In order to specify additional energy components, we would write more instances of the energy keyword, e.g. energy bond, energy angle. As with all other keywords, it is also valid to write energy = bond, energy = dihedral. When specifying some energy components, this will trigger multiple related quantities to be printed. In particular, energy = electrostatic will cause both the non-bonded electrostatic and 1:4 attenuated electrostatic interactions to be printed as separate quantities. Requesting energy = dihedral will print separate quantities for the "proper" and "improper" dihedral energies. Another option the user gets is to specify the name of the matrix variables under which different energy components will be stored if the output report is run in the matrix algebra package of choice with the varname keyword. This can be useful when loading the results from multiple simulation sets in a single matrix algebra program session.

Results

Results of the exmaple script can be found here. The exact energies may vary depending on the CPU or GPU architecture used to run the test, but for a given machine (and also identical hardware configurations) the results should be reproducible from run to run.
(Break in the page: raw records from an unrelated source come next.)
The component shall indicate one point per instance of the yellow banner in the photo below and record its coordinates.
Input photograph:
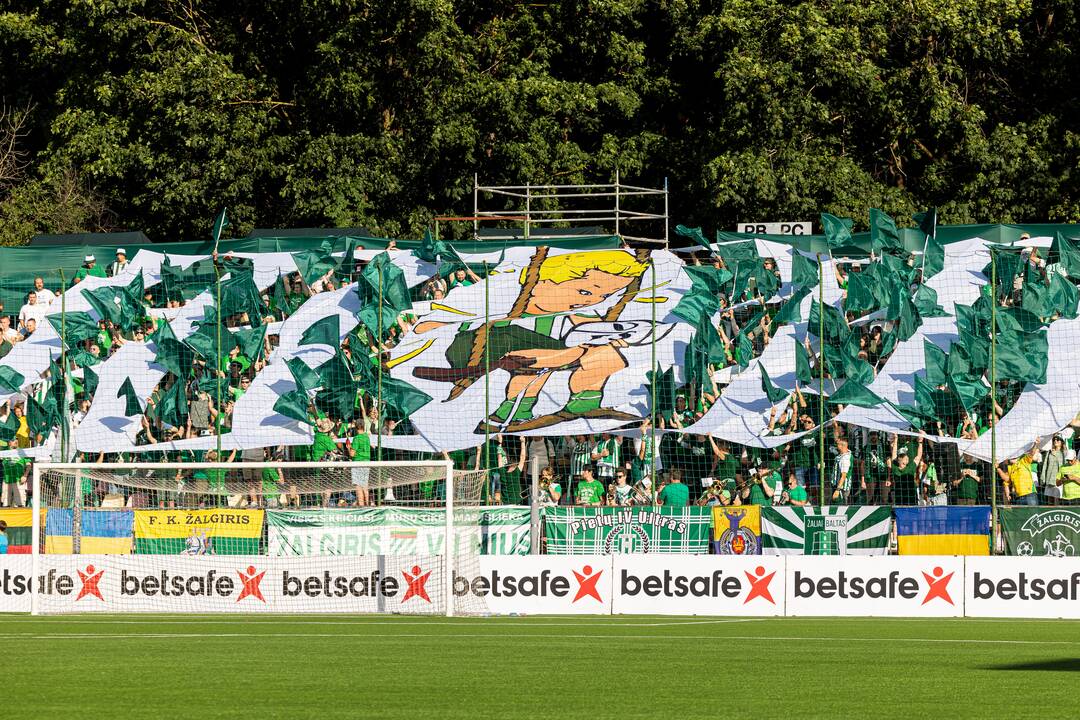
(158, 524)
(736, 517)
(18, 517)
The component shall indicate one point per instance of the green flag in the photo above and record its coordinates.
(75, 328)
(204, 341)
(833, 325)
(252, 341)
(883, 232)
(172, 407)
(313, 265)
(805, 271)
(338, 394)
(1063, 296)
(306, 378)
(377, 317)
(664, 390)
(325, 330)
(696, 304)
(926, 302)
(969, 392)
(293, 404)
(132, 405)
(837, 230)
(240, 295)
(170, 353)
(854, 393)
(1022, 357)
(403, 397)
(774, 394)
(386, 282)
(802, 372)
(11, 379)
(860, 298)
(707, 277)
(927, 221)
(89, 381)
(935, 361)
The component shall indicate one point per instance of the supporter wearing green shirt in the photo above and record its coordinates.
(90, 268)
(966, 487)
(675, 493)
(216, 476)
(795, 493)
(14, 472)
(590, 491)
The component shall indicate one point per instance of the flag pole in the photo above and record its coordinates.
(378, 364)
(487, 388)
(821, 377)
(656, 372)
(64, 370)
(994, 402)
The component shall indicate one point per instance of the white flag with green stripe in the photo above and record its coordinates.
(865, 530)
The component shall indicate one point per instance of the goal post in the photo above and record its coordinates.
(342, 537)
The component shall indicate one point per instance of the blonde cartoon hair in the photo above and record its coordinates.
(572, 266)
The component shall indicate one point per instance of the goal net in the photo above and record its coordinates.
(285, 537)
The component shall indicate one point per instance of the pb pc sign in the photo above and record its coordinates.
(796, 228)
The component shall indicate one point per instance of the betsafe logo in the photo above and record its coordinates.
(671, 584)
(543, 584)
(894, 585)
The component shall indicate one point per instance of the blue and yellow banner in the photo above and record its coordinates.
(946, 530)
(103, 531)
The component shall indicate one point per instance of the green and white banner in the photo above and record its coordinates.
(839, 530)
(1053, 531)
(502, 530)
(607, 530)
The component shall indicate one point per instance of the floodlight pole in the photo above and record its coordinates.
(821, 379)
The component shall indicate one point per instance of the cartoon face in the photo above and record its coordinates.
(591, 289)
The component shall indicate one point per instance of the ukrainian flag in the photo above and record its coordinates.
(943, 530)
(104, 531)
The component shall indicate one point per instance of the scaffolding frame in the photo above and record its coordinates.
(608, 207)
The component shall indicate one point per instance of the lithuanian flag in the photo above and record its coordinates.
(102, 531)
(943, 530)
(19, 529)
(181, 531)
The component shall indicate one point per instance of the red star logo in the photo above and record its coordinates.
(416, 584)
(939, 586)
(90, 581)
(251, 582)
(586, 583)
(759, 585)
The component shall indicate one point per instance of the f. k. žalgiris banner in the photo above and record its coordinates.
(606, 530)
(502, 530)
(1053, 531)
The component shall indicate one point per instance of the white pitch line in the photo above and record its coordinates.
(503, 636)
(269, 622)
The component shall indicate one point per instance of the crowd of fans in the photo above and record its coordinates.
(647, 466)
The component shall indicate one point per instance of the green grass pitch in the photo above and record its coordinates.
(196, 667)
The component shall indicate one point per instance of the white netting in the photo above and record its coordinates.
(256, 538)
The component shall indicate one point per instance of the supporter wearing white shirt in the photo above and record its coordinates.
(45, 296)
(31, 311)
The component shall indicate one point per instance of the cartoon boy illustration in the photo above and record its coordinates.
(563, 318)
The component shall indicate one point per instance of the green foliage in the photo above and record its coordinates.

A few notes on the output:

The final temperatures of the various systems (four Trp-cage simulations and a handful of amino acids) will not be exactly 300 or 400 Kelvin, respectively, due to the nature of the Langevin thermostat and the way energy sloshes around between potential and kinetic components even in a simulation with no thermostating. Over time, if the simulations are pushed longer, the average energies of each system will be much closer to the temp0 targets of their respective thermostats.
The output is organized into sections. Narration is protected behind comment characters recognized by the chosen matrix algebra package so that the report file is human readable and also runs as a script.
In Section 2, the file names and labels of each system are listed with their system numbers. These system numbers appear above various columns in subsequent tables detailing energy or state values.
If a table would exceed the width of the terminal (or, the allowed output file width specified by the report_width keyword in the &report namelist, additional columns of the table will be specified further on in the file. Matrices are pre-allocated in various matrix algebra packages to ensure that the style does not create excessive array resizing during an analysis session.
Options are in development to report mean values for energies in various label groups, and to cull statistical outliers.

Conclusion

STORMM's unique approach, building the package to assume that multiple systems will be involved in any calculation, has led to innovations and new standards in the input and control options as well as new organization in the output. Without explicit intervention, the systems in a STORMM synthesis are independent, but with the coordinates arranged back-to-back in a contiguous array there is no barrier to creating a new class or function that makes the systems exchange or interact. Engineering in this aspect of STORMM will continue to provide users and developers with convenient ways to create and manage many related problems at once.